Pressure on pilots to complete missions, poor training, complacency, fatigue, and apathy are among myriad factors that play into procedural noncompliance, and in turn can have devastating consequences, attendees of the 2018 Air Charter Safety Foundation’s (ACSF) 2018 Safety Symposium were told today. However, these factors, said Bob Baron, president of The Aviation Consulting Group, can be mitigated by a proactive and predictive approach that balances safety with operations.
Baron was part of a slate of eight safety experts scheduled to guide attendees on topics ranging from decision-making to implementing an Aviation Safety Action Program to runway excursions to managing communications after an aircraft accident. More than 120 senior industry, association, and government representatives registered for this year’s two-day ACSF symposium, which also featured a half-dozen exhibits.

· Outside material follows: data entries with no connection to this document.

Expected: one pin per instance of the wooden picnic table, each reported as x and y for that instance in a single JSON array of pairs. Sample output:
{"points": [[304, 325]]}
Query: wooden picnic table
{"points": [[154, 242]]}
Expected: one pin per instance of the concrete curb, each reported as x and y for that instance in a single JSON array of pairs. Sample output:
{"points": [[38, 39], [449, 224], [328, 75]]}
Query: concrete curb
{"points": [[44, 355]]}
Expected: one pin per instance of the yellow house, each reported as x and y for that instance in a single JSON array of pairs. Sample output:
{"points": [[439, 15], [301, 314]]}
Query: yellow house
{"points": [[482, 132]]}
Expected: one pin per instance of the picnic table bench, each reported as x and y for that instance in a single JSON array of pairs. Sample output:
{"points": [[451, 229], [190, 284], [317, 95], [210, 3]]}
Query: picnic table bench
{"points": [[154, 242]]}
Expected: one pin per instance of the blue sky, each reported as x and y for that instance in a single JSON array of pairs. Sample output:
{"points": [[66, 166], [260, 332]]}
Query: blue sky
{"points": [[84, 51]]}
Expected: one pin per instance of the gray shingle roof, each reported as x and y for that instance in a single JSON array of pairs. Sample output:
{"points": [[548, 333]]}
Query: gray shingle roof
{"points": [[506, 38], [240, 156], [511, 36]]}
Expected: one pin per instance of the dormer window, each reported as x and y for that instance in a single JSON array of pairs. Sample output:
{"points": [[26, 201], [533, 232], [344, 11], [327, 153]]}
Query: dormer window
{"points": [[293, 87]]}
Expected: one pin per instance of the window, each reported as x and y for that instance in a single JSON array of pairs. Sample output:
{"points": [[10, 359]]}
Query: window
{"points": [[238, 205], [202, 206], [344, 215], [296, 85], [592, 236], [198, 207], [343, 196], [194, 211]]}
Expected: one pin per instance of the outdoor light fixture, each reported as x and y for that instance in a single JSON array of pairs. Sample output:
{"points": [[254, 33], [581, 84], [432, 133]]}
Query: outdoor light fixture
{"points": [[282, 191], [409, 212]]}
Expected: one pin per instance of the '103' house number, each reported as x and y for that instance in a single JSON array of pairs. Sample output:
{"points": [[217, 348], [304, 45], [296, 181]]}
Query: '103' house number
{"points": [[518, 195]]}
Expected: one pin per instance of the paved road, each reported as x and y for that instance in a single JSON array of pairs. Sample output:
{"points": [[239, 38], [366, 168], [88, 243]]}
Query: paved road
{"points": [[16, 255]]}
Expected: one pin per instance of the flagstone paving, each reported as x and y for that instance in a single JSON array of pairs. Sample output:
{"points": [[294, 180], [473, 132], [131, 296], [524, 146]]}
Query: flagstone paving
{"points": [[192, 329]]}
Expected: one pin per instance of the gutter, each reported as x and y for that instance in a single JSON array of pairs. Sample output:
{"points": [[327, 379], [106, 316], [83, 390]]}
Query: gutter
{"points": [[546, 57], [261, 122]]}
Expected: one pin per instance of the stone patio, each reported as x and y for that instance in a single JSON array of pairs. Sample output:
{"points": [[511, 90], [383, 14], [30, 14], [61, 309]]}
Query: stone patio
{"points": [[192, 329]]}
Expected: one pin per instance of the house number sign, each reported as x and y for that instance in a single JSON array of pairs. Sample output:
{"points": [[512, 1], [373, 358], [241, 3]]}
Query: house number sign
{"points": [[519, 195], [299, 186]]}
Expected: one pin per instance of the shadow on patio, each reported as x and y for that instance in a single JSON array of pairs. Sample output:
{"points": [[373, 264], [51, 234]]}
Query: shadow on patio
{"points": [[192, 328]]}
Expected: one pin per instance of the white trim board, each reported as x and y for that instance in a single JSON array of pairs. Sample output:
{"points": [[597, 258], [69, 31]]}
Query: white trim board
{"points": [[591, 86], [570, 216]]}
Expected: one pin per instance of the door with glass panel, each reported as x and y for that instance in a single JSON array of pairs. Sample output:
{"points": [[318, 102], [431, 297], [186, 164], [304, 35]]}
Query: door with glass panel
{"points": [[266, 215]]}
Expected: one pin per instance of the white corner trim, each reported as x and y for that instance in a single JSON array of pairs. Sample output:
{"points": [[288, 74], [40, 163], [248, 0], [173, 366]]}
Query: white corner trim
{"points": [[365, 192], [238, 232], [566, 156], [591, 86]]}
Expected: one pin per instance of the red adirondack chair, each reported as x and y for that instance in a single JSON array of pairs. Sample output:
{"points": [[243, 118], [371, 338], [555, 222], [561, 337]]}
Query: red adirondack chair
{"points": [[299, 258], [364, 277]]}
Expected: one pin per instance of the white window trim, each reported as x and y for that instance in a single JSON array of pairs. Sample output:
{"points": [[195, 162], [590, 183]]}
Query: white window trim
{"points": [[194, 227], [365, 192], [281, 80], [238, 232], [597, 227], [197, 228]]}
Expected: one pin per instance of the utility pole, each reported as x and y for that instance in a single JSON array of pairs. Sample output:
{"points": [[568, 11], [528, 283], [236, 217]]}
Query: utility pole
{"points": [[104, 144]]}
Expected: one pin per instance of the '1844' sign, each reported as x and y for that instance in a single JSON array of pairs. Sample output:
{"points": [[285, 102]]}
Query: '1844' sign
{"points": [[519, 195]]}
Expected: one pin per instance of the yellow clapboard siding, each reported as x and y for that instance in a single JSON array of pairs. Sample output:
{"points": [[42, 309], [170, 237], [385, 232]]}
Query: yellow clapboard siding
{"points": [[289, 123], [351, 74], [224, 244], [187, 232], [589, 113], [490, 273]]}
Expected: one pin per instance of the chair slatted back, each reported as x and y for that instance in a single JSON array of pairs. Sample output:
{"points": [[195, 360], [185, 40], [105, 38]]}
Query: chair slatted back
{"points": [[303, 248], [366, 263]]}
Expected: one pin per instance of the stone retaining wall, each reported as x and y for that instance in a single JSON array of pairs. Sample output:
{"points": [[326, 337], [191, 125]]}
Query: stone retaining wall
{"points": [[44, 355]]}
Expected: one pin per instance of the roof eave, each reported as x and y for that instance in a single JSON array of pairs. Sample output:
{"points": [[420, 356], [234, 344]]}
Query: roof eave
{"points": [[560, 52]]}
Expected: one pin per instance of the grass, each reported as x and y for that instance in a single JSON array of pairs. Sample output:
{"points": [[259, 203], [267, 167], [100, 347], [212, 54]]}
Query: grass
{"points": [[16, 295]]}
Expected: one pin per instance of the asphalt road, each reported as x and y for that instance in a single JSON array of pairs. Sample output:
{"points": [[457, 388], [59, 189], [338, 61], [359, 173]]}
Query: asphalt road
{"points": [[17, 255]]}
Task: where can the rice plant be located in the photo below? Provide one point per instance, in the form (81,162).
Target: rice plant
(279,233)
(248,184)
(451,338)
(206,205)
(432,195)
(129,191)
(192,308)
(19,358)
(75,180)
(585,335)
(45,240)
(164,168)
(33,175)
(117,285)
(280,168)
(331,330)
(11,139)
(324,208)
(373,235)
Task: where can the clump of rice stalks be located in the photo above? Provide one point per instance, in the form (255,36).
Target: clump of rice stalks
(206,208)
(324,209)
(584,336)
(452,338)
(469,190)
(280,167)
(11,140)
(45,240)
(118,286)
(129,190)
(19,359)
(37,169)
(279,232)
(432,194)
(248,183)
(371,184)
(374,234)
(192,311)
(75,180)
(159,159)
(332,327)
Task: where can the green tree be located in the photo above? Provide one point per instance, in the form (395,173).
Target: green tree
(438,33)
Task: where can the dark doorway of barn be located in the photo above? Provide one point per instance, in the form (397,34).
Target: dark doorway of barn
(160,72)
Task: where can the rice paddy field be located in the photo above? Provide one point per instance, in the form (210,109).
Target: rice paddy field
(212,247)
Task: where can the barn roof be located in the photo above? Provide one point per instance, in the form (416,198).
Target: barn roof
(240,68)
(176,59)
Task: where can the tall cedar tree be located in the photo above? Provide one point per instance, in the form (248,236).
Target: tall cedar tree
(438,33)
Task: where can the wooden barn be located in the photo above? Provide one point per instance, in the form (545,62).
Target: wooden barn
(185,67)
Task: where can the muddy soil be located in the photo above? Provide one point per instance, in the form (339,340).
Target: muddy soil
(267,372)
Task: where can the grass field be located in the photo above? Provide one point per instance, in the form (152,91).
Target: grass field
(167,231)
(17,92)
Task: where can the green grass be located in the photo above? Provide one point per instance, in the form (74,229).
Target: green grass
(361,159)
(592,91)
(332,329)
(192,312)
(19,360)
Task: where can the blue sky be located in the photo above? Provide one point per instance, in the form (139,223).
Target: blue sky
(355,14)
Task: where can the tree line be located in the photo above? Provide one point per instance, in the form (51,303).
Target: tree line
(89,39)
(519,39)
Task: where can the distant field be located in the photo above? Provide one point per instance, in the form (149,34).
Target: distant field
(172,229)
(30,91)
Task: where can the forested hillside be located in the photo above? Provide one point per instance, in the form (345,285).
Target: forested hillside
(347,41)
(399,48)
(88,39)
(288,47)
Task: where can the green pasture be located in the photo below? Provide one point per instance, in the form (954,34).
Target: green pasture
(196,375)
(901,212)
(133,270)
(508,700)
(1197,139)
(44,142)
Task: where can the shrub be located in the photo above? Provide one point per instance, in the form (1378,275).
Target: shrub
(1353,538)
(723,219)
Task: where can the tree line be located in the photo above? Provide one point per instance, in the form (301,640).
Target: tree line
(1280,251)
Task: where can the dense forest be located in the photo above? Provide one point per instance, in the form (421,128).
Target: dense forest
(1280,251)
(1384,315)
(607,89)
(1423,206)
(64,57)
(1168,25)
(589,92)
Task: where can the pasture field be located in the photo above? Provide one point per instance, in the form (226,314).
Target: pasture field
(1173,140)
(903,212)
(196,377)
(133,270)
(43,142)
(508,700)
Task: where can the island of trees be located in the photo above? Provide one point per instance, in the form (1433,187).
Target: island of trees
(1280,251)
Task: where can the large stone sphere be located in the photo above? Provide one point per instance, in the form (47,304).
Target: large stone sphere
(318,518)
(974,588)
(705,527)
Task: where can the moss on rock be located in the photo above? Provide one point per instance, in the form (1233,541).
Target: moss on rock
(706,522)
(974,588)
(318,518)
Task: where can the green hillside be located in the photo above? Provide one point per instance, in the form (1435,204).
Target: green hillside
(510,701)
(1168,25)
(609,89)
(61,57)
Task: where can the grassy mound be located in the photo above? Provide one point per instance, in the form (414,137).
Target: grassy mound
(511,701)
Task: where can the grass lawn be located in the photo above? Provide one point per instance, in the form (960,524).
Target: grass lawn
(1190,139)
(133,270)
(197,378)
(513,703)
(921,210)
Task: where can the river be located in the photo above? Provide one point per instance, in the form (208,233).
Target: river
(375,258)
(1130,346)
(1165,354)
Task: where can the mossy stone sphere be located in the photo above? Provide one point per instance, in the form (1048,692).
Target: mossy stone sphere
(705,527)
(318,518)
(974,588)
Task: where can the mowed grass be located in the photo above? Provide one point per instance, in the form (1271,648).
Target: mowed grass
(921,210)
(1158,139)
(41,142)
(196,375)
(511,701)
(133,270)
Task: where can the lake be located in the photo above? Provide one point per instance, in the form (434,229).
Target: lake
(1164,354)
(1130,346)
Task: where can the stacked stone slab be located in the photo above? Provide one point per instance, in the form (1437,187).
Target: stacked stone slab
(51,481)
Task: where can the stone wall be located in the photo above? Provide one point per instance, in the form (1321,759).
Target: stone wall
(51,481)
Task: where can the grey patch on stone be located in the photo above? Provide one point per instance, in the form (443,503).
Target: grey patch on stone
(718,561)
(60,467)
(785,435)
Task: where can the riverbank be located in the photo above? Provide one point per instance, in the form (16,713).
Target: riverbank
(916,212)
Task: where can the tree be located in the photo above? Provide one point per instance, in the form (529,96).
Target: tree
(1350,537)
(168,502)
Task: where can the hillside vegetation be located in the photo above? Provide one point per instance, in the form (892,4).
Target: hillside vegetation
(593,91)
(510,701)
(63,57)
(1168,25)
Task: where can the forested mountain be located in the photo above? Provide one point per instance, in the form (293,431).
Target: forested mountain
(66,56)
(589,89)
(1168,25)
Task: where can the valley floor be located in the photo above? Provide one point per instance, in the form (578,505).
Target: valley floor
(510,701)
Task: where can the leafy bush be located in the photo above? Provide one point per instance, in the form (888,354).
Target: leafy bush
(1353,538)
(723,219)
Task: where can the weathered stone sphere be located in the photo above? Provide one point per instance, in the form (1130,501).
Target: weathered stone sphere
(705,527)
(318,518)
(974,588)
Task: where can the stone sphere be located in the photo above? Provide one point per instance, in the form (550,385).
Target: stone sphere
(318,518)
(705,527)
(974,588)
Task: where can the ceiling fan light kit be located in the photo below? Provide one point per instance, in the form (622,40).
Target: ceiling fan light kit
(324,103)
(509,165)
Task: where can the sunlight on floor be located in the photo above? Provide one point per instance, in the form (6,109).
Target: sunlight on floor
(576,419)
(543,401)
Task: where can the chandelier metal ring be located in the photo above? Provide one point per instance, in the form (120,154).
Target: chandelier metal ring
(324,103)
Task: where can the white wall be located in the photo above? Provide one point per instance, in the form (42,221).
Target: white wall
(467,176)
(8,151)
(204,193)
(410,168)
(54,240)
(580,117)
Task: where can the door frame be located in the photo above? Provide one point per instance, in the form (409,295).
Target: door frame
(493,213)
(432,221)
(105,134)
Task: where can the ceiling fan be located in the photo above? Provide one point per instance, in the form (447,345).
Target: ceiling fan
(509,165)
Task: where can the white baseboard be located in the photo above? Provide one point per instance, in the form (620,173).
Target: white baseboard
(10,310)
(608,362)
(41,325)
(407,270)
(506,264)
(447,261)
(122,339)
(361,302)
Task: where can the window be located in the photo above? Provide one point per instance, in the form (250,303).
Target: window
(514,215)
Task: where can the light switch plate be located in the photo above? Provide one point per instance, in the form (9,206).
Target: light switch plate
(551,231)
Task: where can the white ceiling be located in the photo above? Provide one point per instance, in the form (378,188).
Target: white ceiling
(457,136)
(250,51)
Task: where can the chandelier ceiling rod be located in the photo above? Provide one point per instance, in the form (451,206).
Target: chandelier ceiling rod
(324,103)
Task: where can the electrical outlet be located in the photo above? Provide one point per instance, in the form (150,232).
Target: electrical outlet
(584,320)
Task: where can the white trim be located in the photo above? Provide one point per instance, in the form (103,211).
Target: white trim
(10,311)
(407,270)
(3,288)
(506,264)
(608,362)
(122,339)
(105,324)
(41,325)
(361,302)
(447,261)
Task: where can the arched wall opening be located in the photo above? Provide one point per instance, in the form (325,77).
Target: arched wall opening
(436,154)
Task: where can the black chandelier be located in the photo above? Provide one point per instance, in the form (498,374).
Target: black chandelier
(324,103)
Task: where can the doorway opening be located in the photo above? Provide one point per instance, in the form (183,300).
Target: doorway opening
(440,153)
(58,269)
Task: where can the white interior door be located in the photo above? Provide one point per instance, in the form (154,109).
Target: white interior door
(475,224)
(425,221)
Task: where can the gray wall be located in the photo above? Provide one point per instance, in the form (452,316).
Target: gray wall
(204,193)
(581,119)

Kicking off the symposium, Baron relayed personal pressures he faced while a contract pilot, including operators chastising him for executing a go-around or deicing the aircraft, and being told to continue operating with a worn tire. Along with pressure from a company, he noted pressure pilots face from interaction with passengers could further lead to procedural noncompliance. Other pitfalls can come from a lack of training, high risk-takers, and even use of contract pilots that can make crew resource management more difficult, he said.
But Baron stressed that balancing “production” with “protection,” where a strong safety culture is incorporated while still fostering strong operations, could help offset issues that might lead to noncompliance. He advised thoroughly vetting pilots, “looking for red flags,” and cautioned against “pencil whipping” or pressuring pilots to such an approach where boxes are checked without full knowledge of what was just approved. He also advised implementing a strong cockpit resource management program.
A proactive approach—through safety management systems, safety reporting, and/or efforts such as FOQA—further will ward off noncompliance, he added. These efforts won’t prevent all accidents, he acknowledged, saying, “There is no silver bullet.” However, he added the efforts would provide the necessary ammunition to help provide appropriate safeguards.